Fonte: Metropolis
di Marco Milano
Quasi quattro mesi dalla tragedia di Capri ma ancora non si conosce l’esatta dinamica dell’accaduto. Era il 22 luglio quando ci fu l’incidente a Marina Grande, costato la vita a un giovane autista e col ferimento di numerosi passeggeri. Le ambulanze, le lacrime, lo spavento, Emanuele Melillo – 33 anni pieni di voglia di vivere – spezzati in un agghiacciante silenzio.
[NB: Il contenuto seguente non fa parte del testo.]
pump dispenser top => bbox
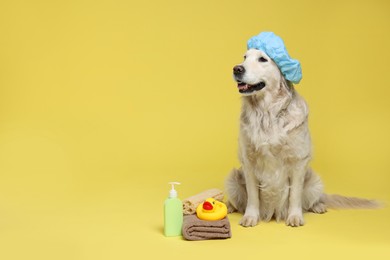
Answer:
[169,182,180,198]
Poi il il tentativo di recupero della carcassa di un mezzo che ancora oggi non ci si spiega esattamente come sia potuto cadere dal tornante superiore verso il basso, l’autopsia sul corpo del povero Emanuele, le indagini, le attrezzature per sollevare quello che resta dell’autobus per consentire la ricostruzione dei fatti. Ancora nessuno sa cosa sia accaduto, non è stato ancora stabilito con esattezza cause e motivi dell’episodio. «Dopo i primi tentativi di sciacallaggio, in cui tentarono di attribuire le responsabilità dell’accaduto ad un malore o ad assunzioni di sostanze proibite, decaduti con i risultati dell’autopsia sul corpo del povero Emanuele, le cause ha scritto in un post sui social Marco Sansone, esponente sindacale dell’Usb, ritornando sulla tragedia del bus si concentrarono sulle condizioni di sicurezza della ringhiera di protezione, crollata al primissimo impatto col mezzo, e soprattutto sulle condizioni dell’autobus. Ed oggi, dopo tutto questo tempo, siamo ancora in attesa di conoscere i risultati della perizia. Emanuele è ormai diventato un simbolo della categoria degli autoferrotranvieri e del precariato, perché quanto accaduto a lui poteva accadere a chiunque altro, ed è anche per questo che abbiamo la necessità di avere verità è giustizia. Non ci fermeremo ha concluso Sansone nel suo post – fino a quando non avremo queste risposte».